Mike Nichols dirige snidando le radici delle passioni umane e le terribili conseguenze di un amore proibito con una maestria che trascende il mero racconto. A Nichols non interessa una dimensione morale della storia, né la denuncia sociale esplicita che essa porta in grembo. La sua lente è più chirurgica, più introspettiva. A Nichols interessa narrare la vicenda mettendo in luce, attraverso le contraddizioni di Ben, le difficoltà di un giovane uomo di adattarsi alle convenzioni sociali, di trovare un senso di sé in un mondo che gli offre solo ruoli prestabiliti e un benessere materiale privo di linfa vitale. La materia primordiale che fuoriesce e che costituisce di fatto il nucleo portante dell’opera è il racconto quasi verista di un amore censurato dalle convenzioni sociali e dal perbenismo borghese, il tutto senza alcun tipo di giudizio manicheo.
Non è un caso che questo film sia emerso proprio all'alba della New Hollywood, un movimento che avrebbe decostruito le narrazioni convenzionali, abbracciato l'ambiguità morale e messo a nudo le crepe del sogno americano. La fotografia di Robert Surtees, con i suoi primi piani talvolta claustrofobici e le inquadrature che isolano Benjamin nella grandezza di spazi vuoti, o lo ingabbiano tra gli artefici della sua stessa prigionia (i genitori, l'acquario, persino la camera d'albergo che diventa un rifugio e al contempo un lager emotivo), amplifica il senso di alienazione e la ricerca di un'identità autentica in un mondo che sembra offrire solo "plastiche". La colonna sonora, vera e propria cassa di risonanza dell'anima di Benjamin, è un capolavoro a sé stante, con le canzoni di Simon & Garfunkel che non si limitano a commentare l'azione, ma diventano la voce interiore del protagonista, un coro greco moderno che sussurra le sue ansie, le sue speranze, la sua disperazione. Brani come "The Sound of Silence" e "Mrs. Robinson" non sono solo hit, ma architravi narrativi che conferiscono al film una risonanza emotiva e generazionale senza precedenti.

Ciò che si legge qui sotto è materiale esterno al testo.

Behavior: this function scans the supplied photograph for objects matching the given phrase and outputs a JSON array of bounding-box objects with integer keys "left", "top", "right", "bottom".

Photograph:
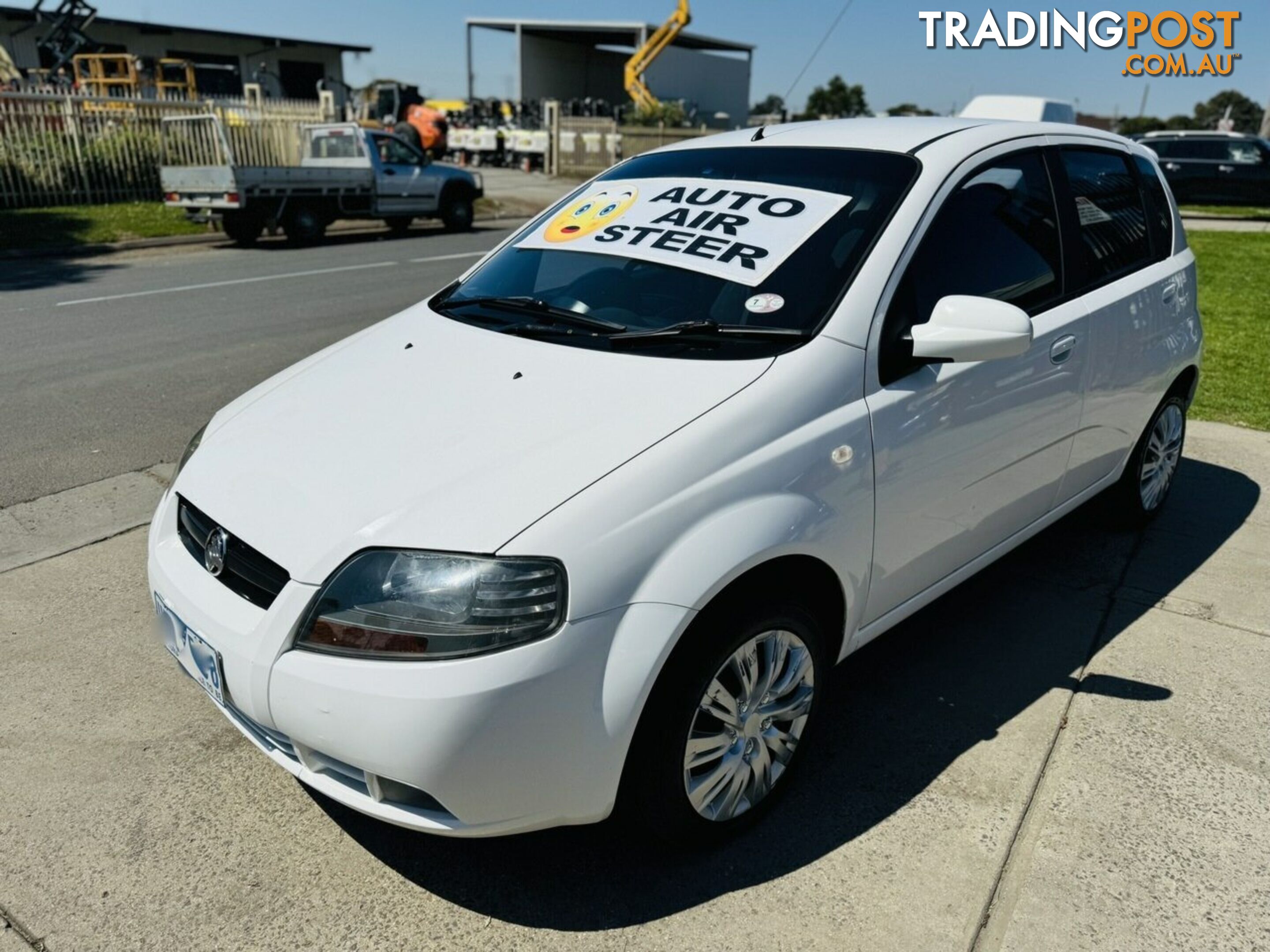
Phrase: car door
[
  {"left": 375, "top": 136, "right": 437, "bottom": 215},
  {"left": 1217, "top": 138, "right": 1270, "bottom": 205},
  {"left": 1058, "top": 145, "right": 1195, "bottom": 499},
  {"left": 865, "top": 140, "right": 1086, "bottom": 623}
]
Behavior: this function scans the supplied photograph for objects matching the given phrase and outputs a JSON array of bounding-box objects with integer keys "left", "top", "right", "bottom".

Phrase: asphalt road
[{"left": 0, "top": 221, "right": 517, "bottom": 508}]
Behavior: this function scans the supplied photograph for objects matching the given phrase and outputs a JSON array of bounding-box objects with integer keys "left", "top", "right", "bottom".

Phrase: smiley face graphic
[{"left": 542, "top": 186, "right": 639, "bottom": 241}]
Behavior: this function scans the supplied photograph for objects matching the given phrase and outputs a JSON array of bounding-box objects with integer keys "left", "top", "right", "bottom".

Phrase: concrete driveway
[{"left": 0, "top": 424, "right": 1270, "bottom": 952}]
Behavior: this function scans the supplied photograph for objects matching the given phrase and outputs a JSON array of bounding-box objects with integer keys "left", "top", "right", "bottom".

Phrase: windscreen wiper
[
  {"left": 432, "top": 294, "right": 626, "bottom": 334},
  {"left": 609, "top": 320, "right": 811, "bottom": 344}
]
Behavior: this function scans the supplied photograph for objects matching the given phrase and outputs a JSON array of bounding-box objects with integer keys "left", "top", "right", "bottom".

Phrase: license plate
[{"left": 155, "top": 595, "right": 225, "bottom": 706}]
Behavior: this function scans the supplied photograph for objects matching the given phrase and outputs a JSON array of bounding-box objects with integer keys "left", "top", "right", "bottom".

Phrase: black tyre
[
  {"left": 1113, "top": 396, "right": 1186, "bottom": 524},
  {"left": 282, "top": 205, "right": 326, "bottom": 245},
  {"left": 441, "top": 192, "right": 475, "bottom": 231},
  {"left": 221, "top": 211, "right": 264, "bottom": 248},
  {"left": 619, "top": 600, "right": 829, "bottom": 844}
]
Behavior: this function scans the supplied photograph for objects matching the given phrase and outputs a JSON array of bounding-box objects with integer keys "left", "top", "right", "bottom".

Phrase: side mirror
[{"left": 911, "top": 294, "right": 1031, "bottom": 363}]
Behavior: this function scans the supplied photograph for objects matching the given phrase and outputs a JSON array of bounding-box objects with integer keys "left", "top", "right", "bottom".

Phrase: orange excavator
[
  {"left": 625, "top": 0, "right": 692, "bottom": 111},
  {"left": 355, "top": 80, "right": 450, "bottom": 156}
]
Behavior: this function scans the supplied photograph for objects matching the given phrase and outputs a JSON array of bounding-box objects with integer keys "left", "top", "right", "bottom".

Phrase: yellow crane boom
[{"left": 626, "top": 0, "right": 692, "bottom": 109}]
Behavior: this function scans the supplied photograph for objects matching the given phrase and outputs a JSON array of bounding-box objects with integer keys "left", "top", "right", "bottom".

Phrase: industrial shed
[
  {"left": 467, "top": 16, "right": 755, "bottom": 127},
  {"left": 0, "top": 6, "right": 371, "bottom": 101}
]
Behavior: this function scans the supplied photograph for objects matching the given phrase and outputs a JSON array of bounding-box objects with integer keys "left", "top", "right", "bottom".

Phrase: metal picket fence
[{"left": 0, "top": 93, "right": 326, "bottom": 208}]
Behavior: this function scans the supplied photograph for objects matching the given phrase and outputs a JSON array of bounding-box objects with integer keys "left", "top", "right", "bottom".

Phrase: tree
[
  {"left": 807, "top": 76, "right": 873, "bottom": 119},
  {"left": 749, "top": 93, "right": 785, "bottom": 115},
  {"left": 1195, "top": 89, "right": 1264, "bottom": 134},
  {"left": 886, "top": 103, "right": 935, "bottom": 115},
  {"left": 1117, "top": 115, "right": 1165, "bottom": 136}
]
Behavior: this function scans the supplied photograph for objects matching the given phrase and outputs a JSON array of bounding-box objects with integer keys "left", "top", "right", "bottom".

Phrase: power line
[{"left": 785, "top": 0, "right": 856, "bottom": 107}]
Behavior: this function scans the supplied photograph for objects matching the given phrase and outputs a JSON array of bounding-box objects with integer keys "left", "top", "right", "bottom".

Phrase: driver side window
[
  {"left": 377, "top": 136, "right": 419, "bottom": 165},
  {"left": 878, "top": 150, "right": 1063, "bottom": 386}
]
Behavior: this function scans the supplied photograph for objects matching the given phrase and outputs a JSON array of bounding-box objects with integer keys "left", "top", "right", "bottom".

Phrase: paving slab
[{"left": 980, "top": 607, "right": 1270, "bottom": 952}]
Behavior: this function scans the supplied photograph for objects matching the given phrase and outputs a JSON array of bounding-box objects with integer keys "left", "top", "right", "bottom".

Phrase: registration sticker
[
  {"left": 515, "top": 178, "right": 851, "bottom": 286},
  {"left": 746, "top": 294, "right": 785, "bottom": 313}
]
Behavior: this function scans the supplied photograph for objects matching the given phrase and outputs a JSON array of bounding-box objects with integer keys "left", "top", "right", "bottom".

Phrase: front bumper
[{"left": 149, "top": 492, "right": 690, "bottom": 837}]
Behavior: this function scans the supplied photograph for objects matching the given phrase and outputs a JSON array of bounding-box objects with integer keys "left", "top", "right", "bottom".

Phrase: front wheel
[
  {"left": 441, "top": 196, "right": 475, "bottom": 231},
  {"left": 1117, "top": 396, "right": 1186, "bottom": 523},
  {"left": 622, "top": 603, "right": 828, "bottom": 843}
]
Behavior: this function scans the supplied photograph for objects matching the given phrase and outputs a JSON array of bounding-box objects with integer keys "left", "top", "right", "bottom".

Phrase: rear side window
[
  {"left": 1169, "top": 138, "right": 1227, "bottom": 163},
  {"left": 879, "top": 150, "right": 1063, "bottom": 385},
  {"left": 1133, "top": 155, "right": 1173, "bottom": 261},
  {"left": 1062, "top": 149, "right": 1150, "bottom": 286},
  {"left": 1225, "top": 138, "right": 1263, "bottom": 165}
]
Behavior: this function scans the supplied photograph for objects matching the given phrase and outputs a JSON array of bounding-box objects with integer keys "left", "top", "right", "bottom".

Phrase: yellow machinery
[
  {"left": 71, "top": 53, "right": 138, "bottom": 99},
  {"left": 155, "top": 56, "right": 198, "bottom": 103},
  {"left": 71, "top": 53, "right": 198, "bottom": 101},
  {"left": 626, "top": 0, "right": 692, "bottom": 109}
]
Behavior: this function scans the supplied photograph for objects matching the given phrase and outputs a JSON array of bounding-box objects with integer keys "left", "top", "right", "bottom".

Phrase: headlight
[
  {"left": 172, "top": 420, "right": 211, "bottom": 482},
  {"left": 296, "top": 550, "right": 565, "bottom": 660}
]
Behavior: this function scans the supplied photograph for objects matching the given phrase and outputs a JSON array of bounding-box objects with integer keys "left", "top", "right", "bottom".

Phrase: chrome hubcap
[
  {"left": 1138, "top": 404, "right": 1185, "bottom": 513},
  {"left": 683, "top": 631, "right": 815, "bottom": 820}
]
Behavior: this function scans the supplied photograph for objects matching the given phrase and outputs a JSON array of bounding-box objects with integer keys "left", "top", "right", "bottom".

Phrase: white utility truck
[{"left": 159, "top": 115, "right": 484, "bottom": 245}]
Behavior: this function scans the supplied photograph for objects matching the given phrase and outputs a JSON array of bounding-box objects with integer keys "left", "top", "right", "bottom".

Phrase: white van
[
  {"left": 149, "top": 118, "right": 1203, "bottom": 838},
  {"left": 959, "top": 97, "right": 1076, "bottom": 124}
]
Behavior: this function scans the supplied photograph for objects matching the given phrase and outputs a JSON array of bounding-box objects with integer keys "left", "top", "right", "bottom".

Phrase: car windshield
[{"left": 432, "top": 145, "right": 919, "bottom": 359}]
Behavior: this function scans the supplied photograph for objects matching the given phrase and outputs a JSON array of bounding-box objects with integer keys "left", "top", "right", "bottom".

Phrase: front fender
[
  {"left": 603, "top": 494, "right": 843, "bottom": 735},
  {"left": 632, "top": 492, "right": 832, "bottom": 610}
]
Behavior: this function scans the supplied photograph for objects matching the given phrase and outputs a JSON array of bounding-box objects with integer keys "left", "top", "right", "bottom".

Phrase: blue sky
[{"left": 99, "top": 0, "right": 1270, "bottom": 115}]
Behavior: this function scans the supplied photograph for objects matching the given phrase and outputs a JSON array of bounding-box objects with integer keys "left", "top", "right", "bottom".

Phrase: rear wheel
[
  {"left": 282, "top": 205, "right": 326, "bottom": 245},
  {"left": 441, "top": 193, "right": 475, "bottom": 231},
  {"left": 221, "top": 209, "right": 264, "bottom": 248},
  {"left": 1115, "top": 396, "right": 1186, "bottom": 523},
  {"left": 622, "top": 602, "right": 829, "bottom": 843}
]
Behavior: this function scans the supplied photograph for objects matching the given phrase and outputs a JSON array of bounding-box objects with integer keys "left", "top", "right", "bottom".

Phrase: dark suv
[{"left": 1139, "top": 132, "right": 1270, "bottom": 206}]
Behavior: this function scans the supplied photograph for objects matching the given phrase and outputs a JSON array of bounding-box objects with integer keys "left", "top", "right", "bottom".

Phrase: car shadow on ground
[
  {"left": 310, "top": 460, "right": 1260, "bottom": 930},
  {"left": 212, "top": 218, "right": 510, "bottom": 254},
  {"left": 0, "top": 257, "right": 117, "bottom": 292}
]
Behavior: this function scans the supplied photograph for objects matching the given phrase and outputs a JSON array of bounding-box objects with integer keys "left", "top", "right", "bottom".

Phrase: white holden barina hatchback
[{"left": 150, "top": 119, "right": 1201, "bottom": 838}]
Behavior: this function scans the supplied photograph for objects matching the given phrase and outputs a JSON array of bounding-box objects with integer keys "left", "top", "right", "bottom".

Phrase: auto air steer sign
[{"left": 517, "top": 179, "right": 851, "bottom": 287}]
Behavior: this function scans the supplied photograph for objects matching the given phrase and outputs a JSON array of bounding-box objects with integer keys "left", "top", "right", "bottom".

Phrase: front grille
[{"left": 176, "top": 498, "right": 291, "bottom": 608}]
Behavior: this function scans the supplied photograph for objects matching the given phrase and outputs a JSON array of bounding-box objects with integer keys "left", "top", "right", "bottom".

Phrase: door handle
[{"left": 1049, "top": 334, "right": 1076, "bottom": 363}]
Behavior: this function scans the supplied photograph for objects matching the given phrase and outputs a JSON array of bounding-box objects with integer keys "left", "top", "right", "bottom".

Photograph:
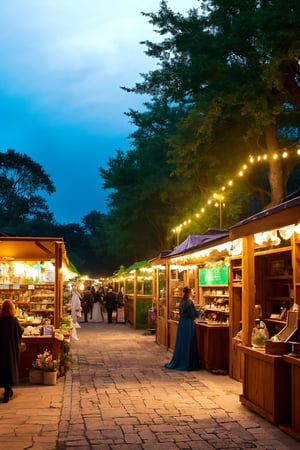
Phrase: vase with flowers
[{"left": 33, "top": 350, "right": 59, "bottom": 385}]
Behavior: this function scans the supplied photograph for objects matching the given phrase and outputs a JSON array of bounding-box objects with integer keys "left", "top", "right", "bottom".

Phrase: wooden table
[{"left": 240, "top": 346, "right": 291, "bottom": 424}]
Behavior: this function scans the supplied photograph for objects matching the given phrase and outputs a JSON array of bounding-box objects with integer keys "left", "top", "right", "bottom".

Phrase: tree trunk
[{"left": 266, "top": 125, "right": 286, "bottom": 208}]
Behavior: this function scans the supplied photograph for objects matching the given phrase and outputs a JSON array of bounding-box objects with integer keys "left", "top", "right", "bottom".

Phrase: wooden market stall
[
  {"left": 114, "top": 260, "right": 153, "bottom": 328},
  {"left": 229, "top": 196, "right": 300, "bottom": 439},
  {"left": 0, "top": 235, "right": 74, "bottom": 376}
]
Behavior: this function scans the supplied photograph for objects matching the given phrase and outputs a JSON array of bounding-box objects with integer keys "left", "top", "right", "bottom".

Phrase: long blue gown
[{"left": 165, "top": 297, "right": 200, "bottom": 370}]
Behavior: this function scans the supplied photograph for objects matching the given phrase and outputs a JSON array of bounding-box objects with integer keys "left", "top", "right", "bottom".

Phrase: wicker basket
[{"left": 265, "top": 339, "right": 291, "bottom": 355}]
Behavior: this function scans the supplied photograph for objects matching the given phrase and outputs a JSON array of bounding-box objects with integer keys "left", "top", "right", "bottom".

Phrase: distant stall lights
[{"left": 172, "top": 148, "right": 300, "bottom": 237}]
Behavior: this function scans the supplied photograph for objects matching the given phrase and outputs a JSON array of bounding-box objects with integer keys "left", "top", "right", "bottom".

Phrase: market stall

Una scena memorabile sopra tutte le altre: il bacio tra Ben e Mrs. Robinson e la glaciale svestizione di lei. La sequenza è un microcosmo della loro intera relazione: Mrs. Robinson, con una calcolata meticolosità, chiede una gruccia per mettere via con cura la pelliccia leopardata – simbolo di un’eleganza predatoria e di un lusso ormai vuoto – e si prende il tempo di togliere una macchia dalla camicetta. Ben, a margine, è divorato dall’ansia e dalla vergogna, paralizzato dalla goffaggine giovanile di fronte a una seduzione così spietatamente efficiente. È una coreografia di potere e di desiderio celato, di controllo e di impotenza, che si consuma nel silenzio carico di un hotel anonimo, lontano dagli sguardi, ma che allo stesso tempo li intrappola entrambi in un gioco senza vincitori. La sequenza anticipa l'ambiguità del finale: la fuga liberatoria di Ben ed Elaine sul bus, seppur apparentemente un trionfo, dissolve i loro sorrisi in un’espressione di perplessità, di stanchezza, forse di terrore per un futuro che, al di fuori delle convenzioni ribaltate, è una terra incognita, un precipizio tanto quanto il letto di Mrs. Robinson. Un capolavoro che continua a interrogare le aspirazioni e le delusioni di ogni generazione.